While the pharmaceutical giant reported its fifth straight year of year-over-year revenue and net income declines, the numbers are still skewed somewhat from the enormous revenues posted during the pandemic. Patient investors will get paid one of the highest blue-chip dividends going, and shares trade at a reasonable 10.75 times estimated 2025 earnings.
Verizon Communications
This top telecommunications company offers tremendous value and pays investors a 6.46% dividend. Verizon Communications Inc (NYSE: VZ) through its subsidiaries, engages in the provision of communications, technology, information, and entertainment products and services to consumers, businesses, and governmental entities worldwide.

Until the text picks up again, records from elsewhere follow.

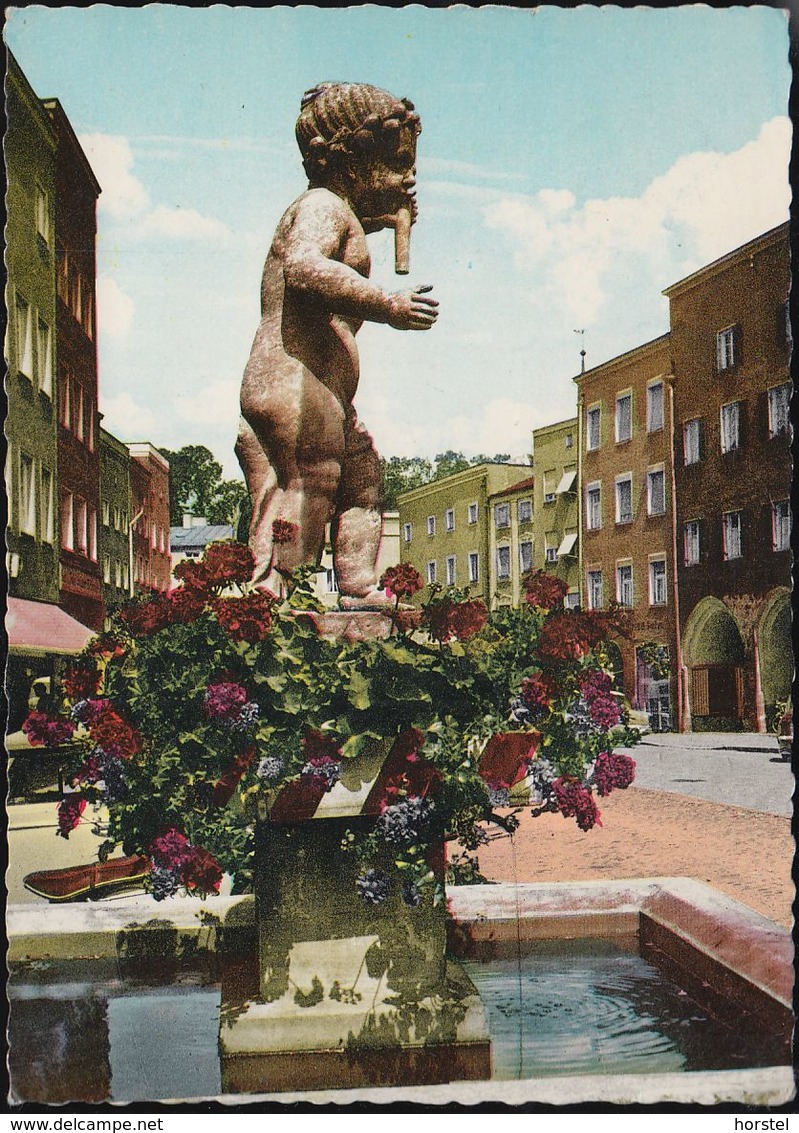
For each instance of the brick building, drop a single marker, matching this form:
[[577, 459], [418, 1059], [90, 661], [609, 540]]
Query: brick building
[[730, 341], [31, 419], [78, 460], [555, 513], [445, 527], [627, 516], [151, 565]]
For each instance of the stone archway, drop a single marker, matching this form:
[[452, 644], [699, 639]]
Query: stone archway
[[715, 654], [775, 649]]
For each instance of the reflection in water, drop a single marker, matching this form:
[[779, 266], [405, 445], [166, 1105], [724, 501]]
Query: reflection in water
[[90, 1032], [597, 1007]]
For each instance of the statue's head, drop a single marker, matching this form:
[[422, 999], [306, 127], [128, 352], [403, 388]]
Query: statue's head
[[345, 122]]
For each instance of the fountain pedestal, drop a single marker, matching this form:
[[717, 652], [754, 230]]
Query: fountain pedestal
[[349, 994]]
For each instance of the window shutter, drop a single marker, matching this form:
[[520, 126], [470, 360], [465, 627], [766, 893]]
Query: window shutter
[[699, 692]]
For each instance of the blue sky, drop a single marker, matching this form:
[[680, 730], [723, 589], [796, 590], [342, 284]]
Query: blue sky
[[572, 163]]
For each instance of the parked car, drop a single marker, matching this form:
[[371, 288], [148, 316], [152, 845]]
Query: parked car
[[784, 733]]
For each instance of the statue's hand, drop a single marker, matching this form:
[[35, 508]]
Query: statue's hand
[[413, 311]]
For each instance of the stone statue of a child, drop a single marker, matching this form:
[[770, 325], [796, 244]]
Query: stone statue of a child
[[306, 458]]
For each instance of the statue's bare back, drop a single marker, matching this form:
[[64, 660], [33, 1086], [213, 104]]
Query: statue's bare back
[[307, 459]]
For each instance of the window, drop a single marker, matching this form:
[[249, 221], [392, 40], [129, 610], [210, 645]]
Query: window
[[67, 521], [654, 407], [731, 535], [657, 591], [27, 495], [594, 587], [623, 499], [623, 417], [690, 542], [526, 555], [48, 504], [593, 425], [779, 409], [727, 348], [594, 507], [655, 492], [781, 525], [44, 357], [623, 584], [691, 441], [730, 426], [81, 526], [24, 337]]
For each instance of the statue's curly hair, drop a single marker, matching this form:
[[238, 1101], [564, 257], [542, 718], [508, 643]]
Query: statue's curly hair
[[340, 119]]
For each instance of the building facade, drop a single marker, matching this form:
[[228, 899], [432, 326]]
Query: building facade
[[730, 340], [627, 517], [151, 562], [557, 537], [78, 459], [445, 528], [31, 420], [115, 517]]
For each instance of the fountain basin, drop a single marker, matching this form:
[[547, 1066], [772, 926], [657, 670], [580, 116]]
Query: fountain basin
[[729, 960]]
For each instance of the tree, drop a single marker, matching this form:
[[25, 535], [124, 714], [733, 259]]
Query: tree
[[194, 479], [228, 503], [401, 474]]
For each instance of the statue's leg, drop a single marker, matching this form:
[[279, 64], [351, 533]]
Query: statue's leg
[[262, 482], [356, 530], [299, 428]]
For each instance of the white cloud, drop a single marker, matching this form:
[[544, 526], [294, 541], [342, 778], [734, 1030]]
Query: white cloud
[[212, 405], [115, 308], [110, 156], [183, 224], [700, 209], [126, 418]]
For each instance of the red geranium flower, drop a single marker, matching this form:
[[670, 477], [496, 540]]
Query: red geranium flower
[[82, 681], [613, 771], [544, 589], [187, 604], [402, 581], [45, 731], [568, 636], [248, 618], [447, 619], [201, 872], [282, 531], [576, 801], [113, 734], [69, 811], [228, 562]]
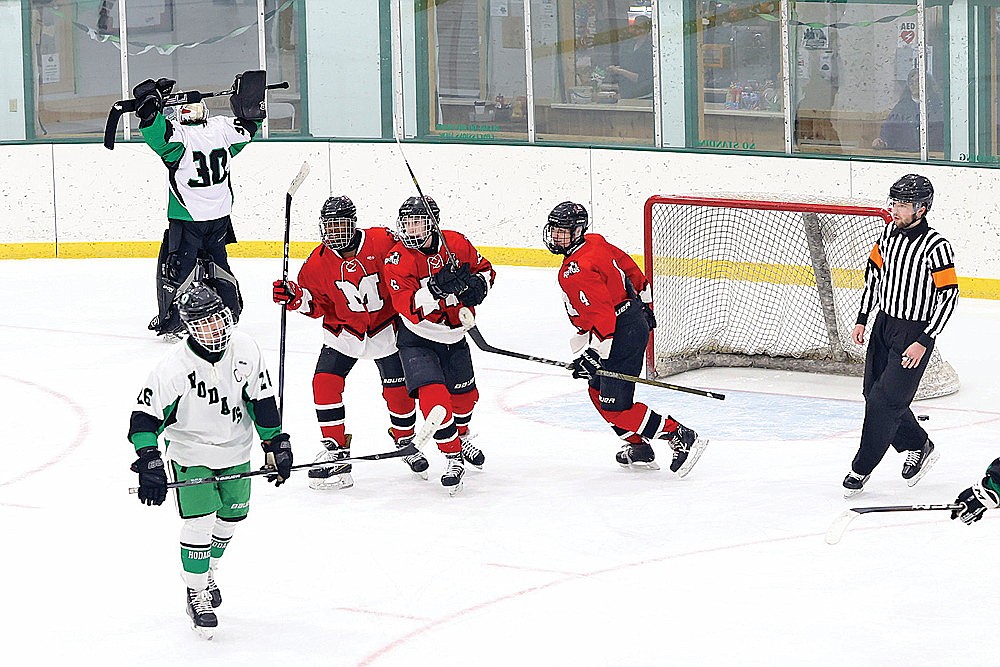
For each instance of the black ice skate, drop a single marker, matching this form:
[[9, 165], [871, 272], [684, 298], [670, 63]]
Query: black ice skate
[[472, 454], [333, 477], [452, 477], [213, 590], [639, 455], [199, 608], [918, 462], [687, 446], [854, 484], [417, 462]]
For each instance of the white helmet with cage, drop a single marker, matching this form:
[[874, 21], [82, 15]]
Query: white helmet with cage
[[208, 320], [193, 113]]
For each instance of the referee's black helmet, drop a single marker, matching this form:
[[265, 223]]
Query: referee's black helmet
[[913, 188]]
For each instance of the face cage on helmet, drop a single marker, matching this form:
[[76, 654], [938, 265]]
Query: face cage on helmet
[[213, 331], [197, 113], [576, 234], [414, 240], [916, 204], [337, 233]]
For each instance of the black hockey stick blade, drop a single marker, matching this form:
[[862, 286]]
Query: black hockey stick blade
[[840, 524], [121, 107], [118, 109]]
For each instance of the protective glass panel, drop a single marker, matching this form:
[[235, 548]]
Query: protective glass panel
[[592, 71], [739, 95], [73, 47], [476, 69], [856, 82], [201, 44]]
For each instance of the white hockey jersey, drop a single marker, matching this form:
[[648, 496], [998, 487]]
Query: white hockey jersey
[[202, 408], [197, 157]]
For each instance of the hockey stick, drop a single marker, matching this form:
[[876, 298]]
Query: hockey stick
[[427, 430], [296, 182], [437, 224], [121, 107], [841, 523], [469, 322], [267, 470]]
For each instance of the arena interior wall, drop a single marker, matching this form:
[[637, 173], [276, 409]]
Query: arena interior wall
[[81, 200]]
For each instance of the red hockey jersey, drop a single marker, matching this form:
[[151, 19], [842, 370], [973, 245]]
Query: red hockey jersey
[[593, 279], [351, 297], [407, 271]]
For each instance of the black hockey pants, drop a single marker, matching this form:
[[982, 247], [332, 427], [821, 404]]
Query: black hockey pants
[[888, 390]]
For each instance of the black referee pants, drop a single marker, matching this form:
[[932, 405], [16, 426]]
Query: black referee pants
[[888, 390]]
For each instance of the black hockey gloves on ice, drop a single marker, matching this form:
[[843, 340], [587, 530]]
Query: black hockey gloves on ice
[[475, 290], [976, 500], [278, 452], [587, 364], [979, 497], [450, 279], [149, 98], [152, 476], [287, 292], [247, 100]]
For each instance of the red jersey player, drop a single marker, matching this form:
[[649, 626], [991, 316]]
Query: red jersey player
[[608, 300], [341, 283], [428, 289]]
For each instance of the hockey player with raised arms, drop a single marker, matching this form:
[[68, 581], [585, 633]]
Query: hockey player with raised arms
[[341, 283], [206, 397], [432, 274], [608, 300], [196, 150]]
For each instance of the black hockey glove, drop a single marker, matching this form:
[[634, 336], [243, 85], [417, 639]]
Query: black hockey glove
[[152, 476], [148, 101], [647, 312], [449, 280], [278, 452], [165, 86], [287, 292], [587, 364], [247, 100], [475, 290], [975, 500]]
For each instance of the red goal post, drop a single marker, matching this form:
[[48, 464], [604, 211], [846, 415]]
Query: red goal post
[[745, 281]]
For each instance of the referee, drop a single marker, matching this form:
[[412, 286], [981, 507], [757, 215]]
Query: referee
[[911, 278]]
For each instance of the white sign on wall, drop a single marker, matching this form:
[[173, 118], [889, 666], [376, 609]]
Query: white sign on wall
[[50, 68]]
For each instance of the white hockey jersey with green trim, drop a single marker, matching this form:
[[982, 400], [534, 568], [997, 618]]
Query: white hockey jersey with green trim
[[197, 159], [204, 407]]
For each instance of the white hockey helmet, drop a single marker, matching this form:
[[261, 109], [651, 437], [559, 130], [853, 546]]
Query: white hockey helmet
[[193, 113], [206, 317]]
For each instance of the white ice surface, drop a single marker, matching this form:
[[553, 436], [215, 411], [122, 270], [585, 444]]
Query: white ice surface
[[552, 555]]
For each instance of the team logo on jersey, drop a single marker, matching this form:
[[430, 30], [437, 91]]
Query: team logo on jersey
[[240, 374]]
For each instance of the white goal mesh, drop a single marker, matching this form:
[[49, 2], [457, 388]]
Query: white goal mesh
[[771, 284]]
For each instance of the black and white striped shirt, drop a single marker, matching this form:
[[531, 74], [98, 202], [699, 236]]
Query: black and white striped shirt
[[911, 276]]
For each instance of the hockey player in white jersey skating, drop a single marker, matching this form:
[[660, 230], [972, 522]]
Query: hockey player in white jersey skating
[[196, 149], [206, 397]]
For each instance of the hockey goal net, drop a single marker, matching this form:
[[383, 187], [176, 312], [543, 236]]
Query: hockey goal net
[[738, 281]]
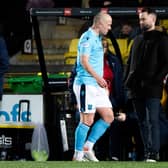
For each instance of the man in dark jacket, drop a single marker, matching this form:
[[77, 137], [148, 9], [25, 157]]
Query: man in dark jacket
[[147, 67]]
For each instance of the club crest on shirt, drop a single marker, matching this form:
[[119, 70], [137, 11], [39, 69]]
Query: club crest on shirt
[[85, 44], [89, 106]]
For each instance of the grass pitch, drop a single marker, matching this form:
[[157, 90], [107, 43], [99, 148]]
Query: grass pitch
[[70, 164]]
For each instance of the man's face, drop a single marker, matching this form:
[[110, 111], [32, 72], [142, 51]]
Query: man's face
[[146, 21], [105, 25]]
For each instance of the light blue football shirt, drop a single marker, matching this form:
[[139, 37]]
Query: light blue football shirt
[[90, 44]]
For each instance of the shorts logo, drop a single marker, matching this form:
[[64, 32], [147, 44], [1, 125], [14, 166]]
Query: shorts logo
[[89, 106]]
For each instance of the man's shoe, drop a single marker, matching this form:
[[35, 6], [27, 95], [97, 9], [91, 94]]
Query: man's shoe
[[80, 160], [89, 155]]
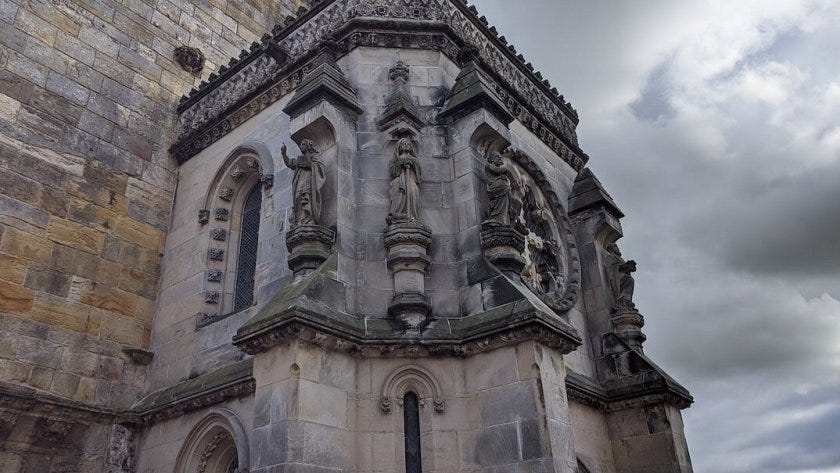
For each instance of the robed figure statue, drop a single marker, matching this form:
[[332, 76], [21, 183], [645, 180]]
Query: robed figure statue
[[307, 182], [405, 184], [502, 188], [621, 280]]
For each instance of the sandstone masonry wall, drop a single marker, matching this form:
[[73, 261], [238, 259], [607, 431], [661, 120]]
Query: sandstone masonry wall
[[88, 91]]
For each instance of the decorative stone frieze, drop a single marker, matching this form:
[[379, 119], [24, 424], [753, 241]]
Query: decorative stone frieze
[[209, 113]]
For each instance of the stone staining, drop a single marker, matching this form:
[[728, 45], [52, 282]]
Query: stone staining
[[309, 242], [627, 320], [267, 180], [190, 59], [216, 254], [236, 173], [226, 193], [218, 234], [407, 239], [211, 297]]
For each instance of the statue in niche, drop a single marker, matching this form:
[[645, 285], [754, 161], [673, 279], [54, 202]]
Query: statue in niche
[[621, 280], [502, 191], [309, 178], [405, 184]]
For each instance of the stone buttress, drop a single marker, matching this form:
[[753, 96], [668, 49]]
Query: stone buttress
[[431, 251]]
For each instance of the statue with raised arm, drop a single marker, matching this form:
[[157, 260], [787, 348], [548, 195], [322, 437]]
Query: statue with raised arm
[[307, 182], [501, 189], [404, 189]]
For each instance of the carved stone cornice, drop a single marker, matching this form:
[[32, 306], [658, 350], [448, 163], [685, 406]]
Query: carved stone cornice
[[408, 233], [618, 396], [238, 91]]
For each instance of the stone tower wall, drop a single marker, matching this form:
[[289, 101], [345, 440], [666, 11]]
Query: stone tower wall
[[88, 92]]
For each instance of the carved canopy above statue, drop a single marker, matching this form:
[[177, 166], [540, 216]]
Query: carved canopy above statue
[[521, 197]]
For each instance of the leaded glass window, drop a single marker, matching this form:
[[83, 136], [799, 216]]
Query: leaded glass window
[[411, 412], [243, 295]]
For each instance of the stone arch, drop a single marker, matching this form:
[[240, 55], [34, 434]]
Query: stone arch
[[247, 166], [411, 378], [214, 445], [561, 293]]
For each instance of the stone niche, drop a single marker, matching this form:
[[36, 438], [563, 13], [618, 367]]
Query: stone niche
[[436, 280]]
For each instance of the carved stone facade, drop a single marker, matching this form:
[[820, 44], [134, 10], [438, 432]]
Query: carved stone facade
[[430, 238]]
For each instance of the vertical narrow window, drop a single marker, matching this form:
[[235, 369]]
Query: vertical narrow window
[[249, 234], [411, 412]]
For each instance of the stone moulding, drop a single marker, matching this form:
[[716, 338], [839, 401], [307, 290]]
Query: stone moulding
[[413, 378], [230, 382], [612, 397], [309, 246], [256, 80]]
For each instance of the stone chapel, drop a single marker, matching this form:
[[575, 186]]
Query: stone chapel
[[367, 242]]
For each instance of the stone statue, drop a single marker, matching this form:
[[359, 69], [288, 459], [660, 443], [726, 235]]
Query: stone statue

It operates in two segments:
- Verizon Consumer Group
- Verizon Business Group
The Consumer segment provides wireless services across the wireless networks in the United States under the Verizon and TracFone brands and through wholesale and other arrangements; and fixed wireless access (FWA) broadband through its wireless networks, as well as related equipment and devices, such as smartphones, tablets, smartwatches, and other wireless-enabled connected devices.
The segment also offers wireline services in the Mid-Atlantic and Northeastern United States and Washington D.C. through its fiber-optic network, Verizon Fios product portfolio, and a copper-based network.
The Business segment provides wireless and wireline communications services and products, including:
- FWA broadband
- Data
- Video and conferencing
- Corporate networking
- Security and managed network
- Local and long-distance voice
- Network access services to deliver various IoT services and products to businesses, government customers, and wireless and wireline carriers in the United States and internationally
Five Under-$20 Dividend Stocks to Buy Now
Walgreens Boots Alliance
This huge drugstore chain is a safe retail play, paying a 6.17% dividend. Walgreens Boots Alliance Inc. (NASDAQ: WBA) is a pharmacy-led health and beauty retail company with three segments:
- Retail Pharmacy USA
- Retail Pharmacy International
- Pharmaceutical Wholesale
The Retail Pharmacy USA segment sells prescription drugs and various retail products, including health, wellness, beauty, personal care, consumables, and general merchandise products, through its retail drugstores.
It also provides specialty pharmacy services and mail services. This segment operates nearly 10,000 retail stores under the Walgreens and Duane Reade brands in the United States and six specialty pharmacies.
Walgreens Boots Alliance’s Retail Pharmacy International segment is a testament to its diverse product offerings. It sells prescription drugs, health and wellness products, beauty products, personal care products, and other consumer products through its pharmacy-led health and beauty stores and optical practices.
The International segment has operations in:
- The United Kingdom
- Thailand
- Norway
- The Republic of Ireland
- The Netherlands
- Mexico
- Chile
The company also operates 550 optical practices, including 165 on a franchise basis.
The Pharmaceutical Wholesale segment engages in the wholesale and distribution of specialty and generic pharmaceuticals, health and beauty products, and home health care supplies and equipment, as well as provides related services to pharmacies and other health care providers.
The shares were hit hard after the company cut the dividend earlier this year, but with management once again trying to sell the Boots pharmacies, based in the United Kingdom, investors have once again started to bid the shares higher.